Annual undergraduate enrollment has doubled, the UChicago education is more accessible to a wider range of students, the distinctive Core curriculum was strengthened and opportunities to study abroad were expanded – all of which have made the College one of the most sought-after undergraduate experiences in the country.
At the center of all that change has been one constant: John W. Boyer, who has provided remarkable leadership as dean of the College for an unprecedented 31 years.
In that time, he has become a beloved figure among students and a Chicago institution. Socks, T-shirts, hats, Lego sets and banners have borne his likeness over the years. Walk around campus or its surrounding neighborhoods and you’re likely to see the man himself, gliding on two wheels through Hyde Park. He has had a pronounced impact on the College, which he knows better than anyone as a leading historian of the University.
This academic quarter is his last as dean, as Boyer will transition into a new role as senior adviser to the president this summer, ushering in a new era for the College. He leaves behind a list of achievements that has strengthened the College in every way while remaining true to the enduring values upon which the University was founded.
“The College is a common project that brings the whole of the University of Chicago together,” said University President Paul Alivisatos. “Dean Boyer fostered a spirit of experimentation and collaboration in the College, while championing and renewing our commitment to our enduring founding principles and distinctive style. Thanks to his leadership, today's graduates and those of tomorrow will extend our legacy of educating minds and thinkers that shape our world."
The College is, as it was in 1992, a place that brings together exceptionally bright students and faculty under a strong culture of learning and disciplined work.
“It is an extraordinary accomplishment to have increased enrollment in the College while investing in innovative programming and continuing our dedication to academic rigor,” said University Provost Katherine Baicker. “There are so many remarkable people coming to the University every year as a result of the doors that Dean Boyer helped open.”

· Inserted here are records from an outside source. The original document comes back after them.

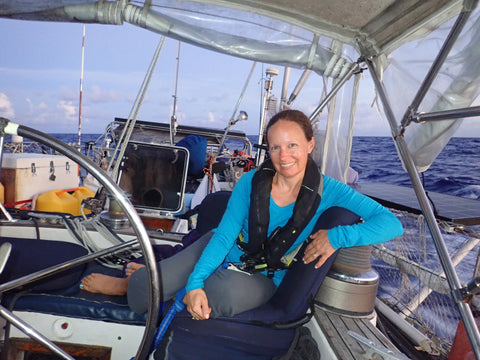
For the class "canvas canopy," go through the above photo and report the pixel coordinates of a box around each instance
[0,0,480,174]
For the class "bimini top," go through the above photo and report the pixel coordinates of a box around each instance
[0,0,468,77]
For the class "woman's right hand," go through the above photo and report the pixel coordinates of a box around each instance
[183,289,212,320]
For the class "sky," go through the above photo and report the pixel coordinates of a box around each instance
[0,19,480,136]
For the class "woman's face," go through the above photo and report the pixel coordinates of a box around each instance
[267,120,315,178]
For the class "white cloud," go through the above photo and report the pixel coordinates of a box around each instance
[0,93,15,119]
[85,85,122,103]
[208,111,215,123]
[57,100,77,121]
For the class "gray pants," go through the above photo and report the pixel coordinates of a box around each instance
[127,232,276,318]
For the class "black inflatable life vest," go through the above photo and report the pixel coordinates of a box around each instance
[237,157,323,276]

Boyer was born and raised on Chicago’s South Side, the son of a secretary and an electrician. His early life in a close-knit, blue-collar family ignited a passion in him to provide opportunities for others.

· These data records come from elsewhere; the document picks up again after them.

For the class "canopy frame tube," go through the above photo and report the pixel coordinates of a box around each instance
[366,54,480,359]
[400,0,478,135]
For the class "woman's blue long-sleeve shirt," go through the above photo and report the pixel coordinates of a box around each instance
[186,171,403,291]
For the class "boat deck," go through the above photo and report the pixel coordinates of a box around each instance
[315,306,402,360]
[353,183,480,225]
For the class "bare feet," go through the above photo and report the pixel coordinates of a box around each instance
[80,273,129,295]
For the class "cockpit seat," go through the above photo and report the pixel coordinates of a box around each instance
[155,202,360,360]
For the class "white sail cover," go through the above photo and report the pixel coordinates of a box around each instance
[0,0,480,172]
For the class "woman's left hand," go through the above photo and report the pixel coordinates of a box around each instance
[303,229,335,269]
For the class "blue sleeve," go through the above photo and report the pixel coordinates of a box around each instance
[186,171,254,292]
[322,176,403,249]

He graduated from nearby Loyola University in 1968 before receiving his master’s degree from the University of Chicago in 1969. Boyer stayed at the University to pursue his Ph.D., which he earned in 1975 – the same year he became a faculty member in the Department of History.

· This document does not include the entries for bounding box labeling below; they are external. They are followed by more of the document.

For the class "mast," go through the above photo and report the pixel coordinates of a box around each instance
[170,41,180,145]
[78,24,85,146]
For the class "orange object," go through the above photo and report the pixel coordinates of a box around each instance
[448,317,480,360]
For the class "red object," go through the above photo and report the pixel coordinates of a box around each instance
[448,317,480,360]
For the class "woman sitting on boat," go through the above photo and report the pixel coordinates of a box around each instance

One of the world’s leading scholars of the Habsburg Empire, Boyer was named the Martin A. Ryerson Distinguished Service Professor in the Department of History in 1996. He was appointed dean of the College in 1992 and has served for six terms – the most of a College dean in University history.
Boyer’s profound impact on the College can be underscored through seven major initiatives that enhanced the distinction of the College over his 31 years of leadership.
A re-imagined Core curriculum
One of Boyer’s early projects as dean was to reform the College’s unique Core curriculum to meet the needs of modern undergraduate students.
First adopted in 1931, the Core was originally structured to synthesize broad fields of knowledge and offer an interdisciplinary framework of general education for first- and second-year students in the College, but underwent many changes over the decades, including the creation of an all-general-education curriculum in 1942 and, in the 1960s, curricula that varied by collegiate division. In 1984 the faculty instituted a Core requirement of 21 courses that accounted for half of the credits needed to graduate.
Under the direction of then-University President Hugo Sonnenschein in the mid-1990s, the College was tasked with improving the quality of its liberal education and student life in order to attract more applicants and grow the student body. This included a systematic review of the Core, led by Boyer.
Taking student testimonials, faculty debates, committee discussions and the history of the Core into account over years of deliberations, the College Council ratified a plan in March 1998, devised by Boyer and the Curriculum Committee, that reduced the size of the Core by several courses.